You’re required to ask a question and provide a minimum of two (maximum of four) answers.
Note: you may not poll requests for political opinions, medical information or other sensitive data.
Choose your poll duration (1 day, 3 days, 1 week, 2 weeks)
Step 4: Add your poll post content. This is the text that appears above your poll. It’s treated like every other post type meaning you can tag people and add hashtags. You cannot add any additional media like images or videos.
You may edit your poll before publishing by pushing the pencil icon.
After publishing your poll post you’ll receive notifications when it’s voted on.
You can also save the poll post link (in a bookmark) to quickly view the results.
Seeing who voted for which answers
Shockingly, while viewing your poll post you have the option to view who voted for which answers. That information is only visible to the person who published the poll. Click the vote count near the bottom of your poll results.
Toggle between your answer options and see who voted for each answer. If they’re a 1st degree connection you’re prompted to message them.
Giving your poll more exposure
Leverage the content algorithm by prompting engagement. Give a poll option encouraging people to add their answer in a comment if it’s not a poll answer. That means you get a vote for ‘Other’ and additional comment engagement (which Linkedin loves).
Another way to get more eyes on your poll is messaging. Since a poll post has its own link, you can share that link anywhere you want. Including in the Linkedin inbox. The poll itself is actually pulled in and displayed right inside the inbox – the same way a link’s featured image/thumbnail gets pulled in.
Using Polls for sales and marketing
Content ideas. Ask your target audience what they want to know and make their answers a priority in your marketing material.

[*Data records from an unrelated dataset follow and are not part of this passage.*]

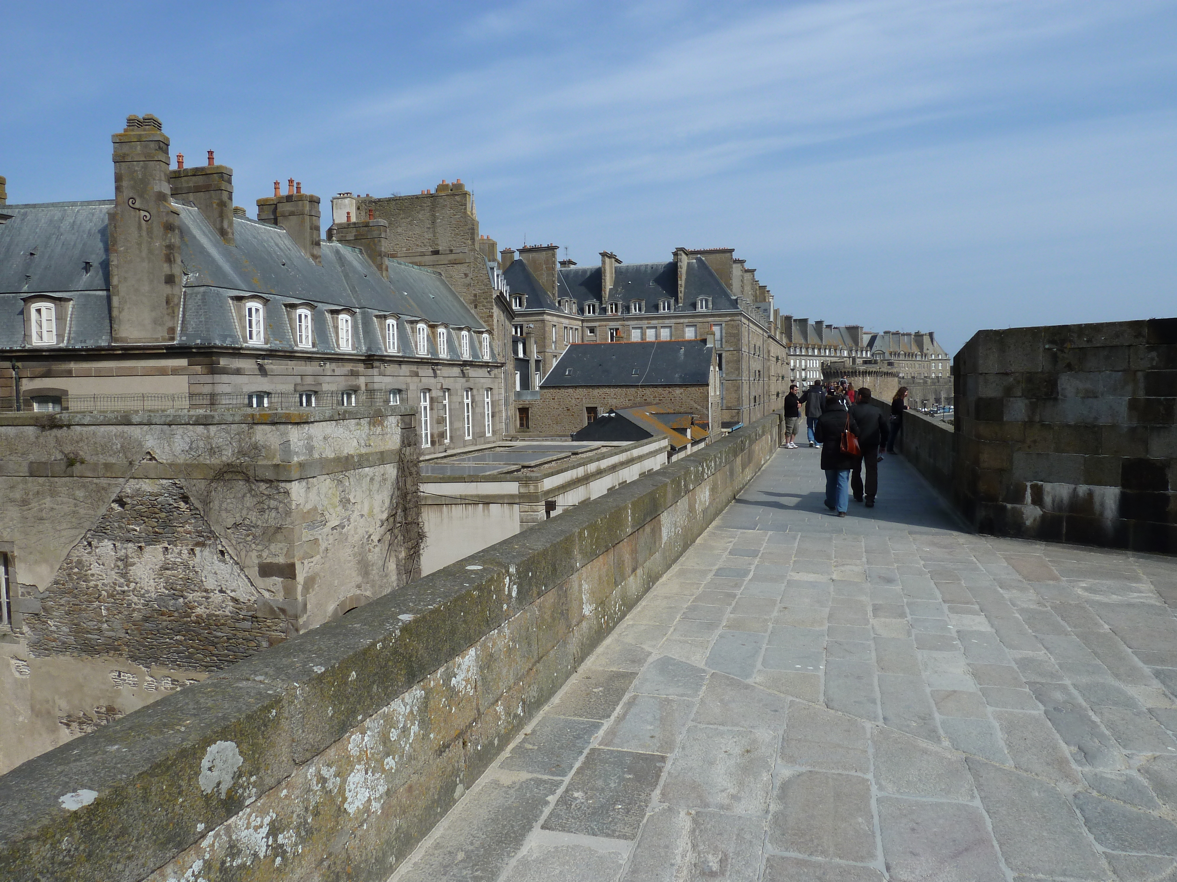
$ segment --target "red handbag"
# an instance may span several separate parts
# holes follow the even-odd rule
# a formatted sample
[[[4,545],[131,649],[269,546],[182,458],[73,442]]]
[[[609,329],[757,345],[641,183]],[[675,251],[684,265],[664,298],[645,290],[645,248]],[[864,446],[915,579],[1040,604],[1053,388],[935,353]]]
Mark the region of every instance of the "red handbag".
[[[850,430],[850,412],[846,412],[846,428],[842,433],[842,452],[849,456],[862,456],[863,450],[858,446],[858,436]]]

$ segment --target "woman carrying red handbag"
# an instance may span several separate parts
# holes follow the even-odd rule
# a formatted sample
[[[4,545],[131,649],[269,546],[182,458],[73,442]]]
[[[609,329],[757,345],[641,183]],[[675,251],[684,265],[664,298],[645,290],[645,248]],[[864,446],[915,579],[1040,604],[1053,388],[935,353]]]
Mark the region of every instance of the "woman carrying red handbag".
[[[822,469],[825,472],[825,507],[846,516],[850,508],[850,470],[858,457],[858,423],[846,410],[837,408],[830,395],[825,412],[817,421],[813,436],[822,442]]]

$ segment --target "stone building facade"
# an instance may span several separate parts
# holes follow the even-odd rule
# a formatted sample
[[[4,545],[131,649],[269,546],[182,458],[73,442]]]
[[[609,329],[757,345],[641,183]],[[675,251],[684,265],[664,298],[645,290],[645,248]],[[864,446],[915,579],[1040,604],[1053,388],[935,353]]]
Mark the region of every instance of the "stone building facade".
[[[554,245],[520,248],[518,259],[504,250],[516,355],[528,362],[518,388],[543,389],[552,366],[576,343],[710,336],[724,427],[759,419],[787,392],[771,295],[732,249],[678,248],[673,260],[653,263],[624,263],[601,252],[599,267],[558,261],[557,254]],[[530,397],[516,402],[517,416]]]
[[[0,208],[0,409],[404,402],[434,449],[501,437],[501,292],[466,280],[468,305],[388,259],[397,230],[377,219],[321,241],[319,198],[293,179],[251,220],[232,168],[171,168],[149,114],[112,138],[113,200]]]
[[[0,415],[0,769],[404,583],[387,527],[414,422]]]

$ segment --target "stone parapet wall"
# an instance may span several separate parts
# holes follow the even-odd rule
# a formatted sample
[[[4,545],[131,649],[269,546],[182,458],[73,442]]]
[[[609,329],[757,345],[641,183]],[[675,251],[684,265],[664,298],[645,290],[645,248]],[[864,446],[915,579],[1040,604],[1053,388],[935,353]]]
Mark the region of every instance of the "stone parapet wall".
[[[1177,319],[982,330],[953,373],[977,529],[1177,552]]]
[[[385,880],[780,443],[772,414],[0,777],[0,877]]]

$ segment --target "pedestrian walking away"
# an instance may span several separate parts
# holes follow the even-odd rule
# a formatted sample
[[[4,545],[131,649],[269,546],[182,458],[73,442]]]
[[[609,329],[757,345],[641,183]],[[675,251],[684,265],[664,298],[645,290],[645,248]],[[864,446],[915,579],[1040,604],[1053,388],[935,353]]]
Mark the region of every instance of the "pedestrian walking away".
[[[886,452],[895,453],[895,442],[903,436],[903,412],[907,409],[907,387],[900,386],[891,399],[891,434],[886,441]]]
[[[858,447],[860,455],[855,459],[850,475],[850,490],[856,502],[865,502],[867,508],[875,507],[875,495],[879,487],[879,446],[886,442],[886,417],[871,401],[871,390],[865,386],[858,390],[856,403],[850,406],[850,416],[860,432]],[[863,470],[866,470],[866,482],[863,482]]]
[[[850,472],[855,467],[855,456],[843,449],[843,436],[849,432],[858,435],[858,423],[849,410],[837,408],[837,399],[830,395],[825,400],[825,410],[818,417],[814,437],[822,442],[822,470],[825,472],[825,507],[837,512],[838,517],[846,516],[850,508]]]
[[[805,427],[809,429],[810,447],[817,446],[817,439],[813,436],[813,429],[817,428],[817,420],[822,415],[822,408],[825,406],[825,389],[822,388],[822,383],[817,380],[805,393]]]
[[[789,394],[785,395],[785,447],[789,449],[797,449],[797,445],[793,443],[793,439],[797,437],[797,429],[802,425],[802,402],[797,397],[797,383],[789,387]]]

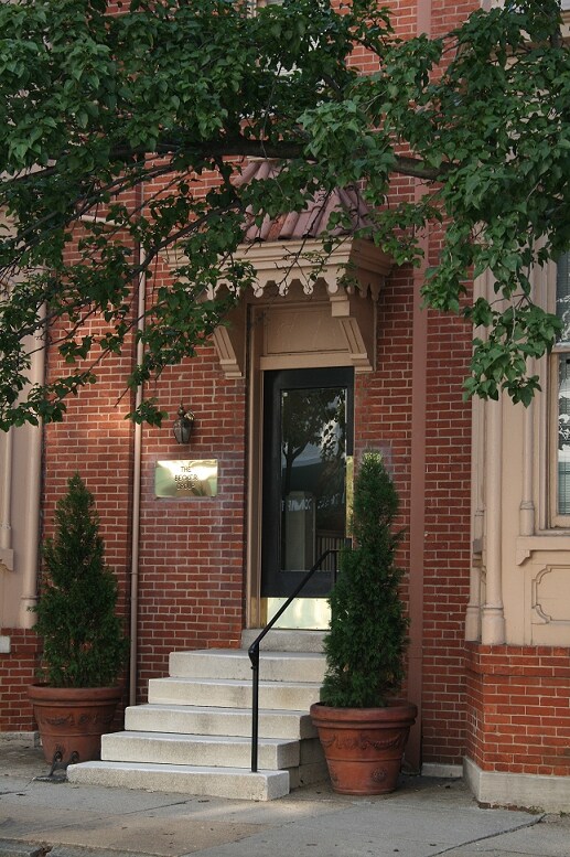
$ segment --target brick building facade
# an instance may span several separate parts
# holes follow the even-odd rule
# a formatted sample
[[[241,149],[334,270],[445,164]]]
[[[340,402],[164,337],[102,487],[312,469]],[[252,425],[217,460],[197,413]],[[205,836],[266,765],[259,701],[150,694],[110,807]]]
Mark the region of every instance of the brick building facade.
[[[478,3],[389,6],[402,35],[438,35]],[[421,191],[401,180],[395,192]],[[423,243],[429,264],[438,235]],[[283,240],[264,244],[260,270],[270,251],[282,254]],[[363,261],[363,270],[369,274],[370,264]],[[13,462],[3,489],[4,507],[11,497],[12,540],[4,539],[0,554],[1,732],[34,729],[25,686],[39,646],[25,607],[33,602],[35,569],[24,568],[22,550],[39,522],[50,532],[67,478],[78,470],[95,495],[130,626],[131,700],[143,701],[148,679],[166,674],[171,651],[238,646],[243,629],[258,626],[269,609],[259,572],[262,471],[269,467],[264,375],[345,367],[354,376],[355,462],[366,449],[380,449],[401,497],[410,614],[406,690],[419,709],[410,769],[454,775],[465,764],[482,802],[570,805],[570,614],[560,608],[552,618],[542,610],[537,619],[540,593],[551,597],[552,574],[560,598],[570,601],[570,529],[550,526],[541,511],[547,394],[527,411],[464,403],[471,329],[421,308],[421,269],[375,264],[374,288],[363,280],[356,300],[334,292],[329,281],[305,294],[294,278],[281,296],[264,269],[259,297],[244,298],[229,333],[154,383],[153,394],[171,416],[160,429],[125,420],[132,408],[123,395],[132,349],[101,367],[99,383],[69,404],[63,424],[42,432],[15,429],[10,442],[0,441],[2,461]],[[303,330],[308,312],[318,324]],[[340,319],[354,321],[364,358],[347,344],[348,328],[338,326]],[[325,350],[313,347],[316,328]],[[292,329],[294,341],[288,339]],[[46,372],[56,368],[47,353]],[[539,371],[548,390],[546,361]],[[189,448],[172,433],[181,403],[195,415]],[[18,462],[31,448],[42,450],[41,481],[30,475],[39,505],[24,511]],[[215,460],[215,496],[158,497],[158,462],[178,459]]]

Go to market feedback. Think you have an amazing product? Ask people on Linkedin first to make sure the market’s ready.
Poll and engage. Ask your target audience the right questions and engage directly with every person who answers the poll and comments. Ask them why they were an outlier or part of the majority.
Get lead insight for your leads: Poll your lead’s clients and use the results as a sales conversation. ‘We did a poll on your target market and were very surprise to learn….why do you think that is?’